We have studied responses evoked in the forearm vasculature of normal subjects by mild cooling of the contralateral hand; it was transferred from thermoneutral water at -33 degrees C to water at 16 degrees C for 2 min. Total forearm blood flow was measured by venous occlusion plethysmography, cutaneous red cell flux was monitored with a laser Doppler flowmeter and arterial pressure was recorded by semi-automatic sphygmomanometry. In each of two groups (I and II) of twelve and 15 subjects, mild cooling evoked a rise in mean arterial pressure, but in each group, approximately half (six and eight respectively) showed a decrease in total forearm vascular resistance (FVR) in response to the first cool immersion (dilator group), while the remainder showed an increase in FVR (constrictor group), apart from one of group II who showed no change in FVR. Cutaneous vascular resistance tended to increase in both the dilator and constrictor groups, but this did not reach statistical significance.
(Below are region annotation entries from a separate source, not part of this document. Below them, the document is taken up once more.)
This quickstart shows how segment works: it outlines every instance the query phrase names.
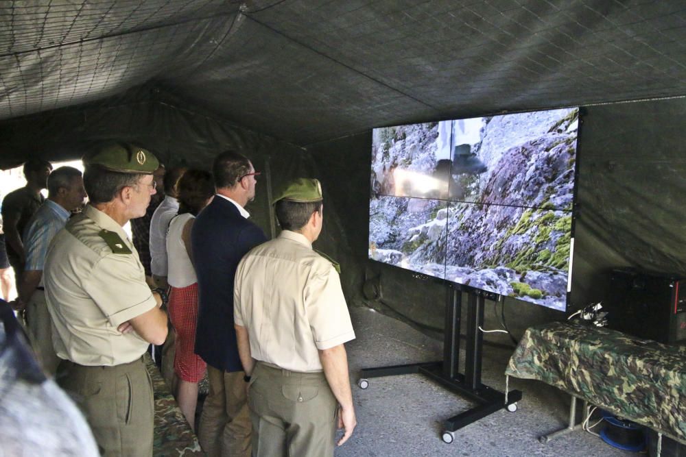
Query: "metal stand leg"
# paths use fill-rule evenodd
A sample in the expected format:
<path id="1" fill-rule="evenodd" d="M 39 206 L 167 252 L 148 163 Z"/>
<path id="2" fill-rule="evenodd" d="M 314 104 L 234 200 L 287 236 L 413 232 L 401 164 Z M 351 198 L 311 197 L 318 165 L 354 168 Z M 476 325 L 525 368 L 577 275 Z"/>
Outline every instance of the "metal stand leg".
<path id="1" fill-rule="evenodd" d="M 477 297 L 473 293 L 469 295 L 467 310 L 469 321 L 464 373 L 458 372 L 462 294 L 457 290 L 451 293 L 451 299 L 446 307 L 442 361 L 366 368 L 362 370 L 361 378 L 357 382 L 360 388 L 364 389 L 369 386 L 367 378 L 418 373 L 475 402 L 475 406 L 443 421 L 445 430 L 442 439 L 445 443 L 452 443 L 456 430 L 490 414 L 504 408 L 514 411 L 517 402 L 521 399 L 521 391 L 508 392 L 506 397 L 505 394 L 481 382 L 484 337 L 479 328 L 484 325 L 484 297 Z"/>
When cooling was repeated six times in group II, the decrease in FVR (-18% from control) in the dilator group reversed to an increase in FVR (+25%) by the sixth immersion, while the increase in FVR (+55%) in the constrictor group persisted through to the sixth immersion (+23%). We propose that mild cooling evokes a primary reflex vasoconstrictor response in forearm muscles, but that this can be overcome in some subjects by the characteristic muscle vasodilatation of the alerting response which is evoked by novel, or noxious stimuli; the latter is known to habituate on repetition of the stimulus.